Farre ocupó su puesto, y una vez más Elías sintió que entre él y el alma de su hijo se alzaba un obstáculo insuperable. Se fue al fondo de la habitación, junto al ventanuco, y sus ojos relampaguearon con un hosco resplandor verde. Pensaba delirando:

«¿Por qué está ahí? ¿Por qué me ha quitado de ahí? Me ha echado, me ha empujado. ¿Con qué derecho? ¿Es suyo o es mío el niño? ¡Es mío, es mío, no suyo! Ahora voy y la emprendo a bofetones con ese gordo, le echo de ahí, porque he de estar yo y no él. Voy, voy, y le abofeteo, le mato. Quiero beber su sangre, porque le odio, porque me lo ha quitado todo, todo, todo, porque cuando está él, yo llego hasta desear la muerte de mi hijo».

Pero durante unos minutos no se movió de su sitio, luego entró en la cocina y dijo a su madre:

—Regresaré dentro de poco —y se fue rápidamente.

Al entrar en su celda le pareció despertarse de un sueño, y volvió a tener conciencia de su vida, de su estado y de su deber. Se arrodilló y se puso a rezar y a pedir perdón a Dios por su delirio.

«Perdóname, Señor; perdóname para la vida eterna, ya que en ésta no soy digno de perdón. Yo no descansaré nunca, estoy condenado a sufrir, pero todo castigo es pequeño por la falta que he cometido. Sí, sí, hazme sufrir, como merezco; pero dame fuerzas para cumplir con mis deberes, quítame del corazón toda vana pasión. Viva o no el niño, iré a verle lo menos que pueda. ¿Es acaso mío? No. Yo no debo tener nada en esta Tierra: ni hijos, ni parientes, ni bienes, ni pasiones. Debo estar solo, solo delante de Ti, Dios mío, Señor grande y misericordioso».

Pero una hora después le avisaron con prisa que fuera a su casa, y él corrió, pálido y con el corazón alterado. Era de noche, una noche de otoño, velada, silenciosa. La luna nadaba lentamente entre tenues vapores, rodeada de una inmensa aureola de olor descolorido. Había en el aire un silencio profundo, una paz antigua y triste, algo misterioso.
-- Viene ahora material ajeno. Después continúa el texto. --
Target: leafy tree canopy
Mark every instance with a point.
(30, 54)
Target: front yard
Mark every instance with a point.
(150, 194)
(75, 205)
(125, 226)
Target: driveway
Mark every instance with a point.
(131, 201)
Elías sentía que el niño había muerto, y al entrar en la cocina vio, en efecto, sentada junto al hogar, a Maddalena, que lloraba trágicamente, oprimiéndose de vez en vez la cabeza entre las manos. Parecía una esclava a la que se lo hubieran arrebatado todo: libertad, patria, ídolos, familia… Elías sintió el inmenso dolor de la mujer, y pensó:

«En este momento acaso ella cree que la pérdida del niño es el castigo por su culpa, y no sabe que de este dolor, en cambio, ella saldrá purificada y encontrará el camino del bien. ¡Los caminos del Señor son grandes, son infinitos!».
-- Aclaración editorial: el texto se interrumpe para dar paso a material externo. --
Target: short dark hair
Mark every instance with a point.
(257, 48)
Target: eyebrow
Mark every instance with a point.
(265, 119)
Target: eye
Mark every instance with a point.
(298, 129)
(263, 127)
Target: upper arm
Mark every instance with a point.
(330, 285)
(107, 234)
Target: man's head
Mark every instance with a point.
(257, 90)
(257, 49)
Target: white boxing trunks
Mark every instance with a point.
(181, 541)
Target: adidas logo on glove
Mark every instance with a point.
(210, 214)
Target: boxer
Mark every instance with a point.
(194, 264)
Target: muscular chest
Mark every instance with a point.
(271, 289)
Pero mientras pensaba eso, miraba a su alrededor en la cocina semioscura, y al no ver a Farre entre las pocas personas allí reunidas, pensaba con dolor que acaso estuviera todavía allí, junto al niño muerto.
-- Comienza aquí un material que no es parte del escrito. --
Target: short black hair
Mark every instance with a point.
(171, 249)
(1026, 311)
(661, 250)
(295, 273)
Entró. Farre no estaba. Sólo tía Annedda, palidísima, pero tranquila, sin llorar, sin hacer ruido, lavaba y vestía el cadáver. Elías le ayudó un poco: cogió del arcón los calcetines y los zapatitos del niño, y al calzarlo, sus piececillos exangües, enflaquecidos por la enfermedad, estaban todavía blandos y tibios.

Hasta que el muerto no estuvo vestido y colocado entre los almohadones, y mientras tía Annedda permaneció allí, Elías se mantuvo tranquilo; pero apenas se encontró solo, sintió un escalofrío que le recorría todo el cuerpo, sintió que la cara y las manos se le enfriaban, se arrodilló y escondió su rostro entre las sábanas.

Finalmente, finalmente estaba solo con su hijo. Nadie ya podía quitárselo, nadie ya podía interponerse entre ellos. Y en su infinita aflicción, sentía caer un tenue velo de paz y casi de alegría (parecido a la vaporosidad de aquella misteriosa noche otoñal), porque su alma se encontraba finalmente sola, purificada por el dolor, sola y libre de toda pasión humana, ante el Señor grande y misericordioso.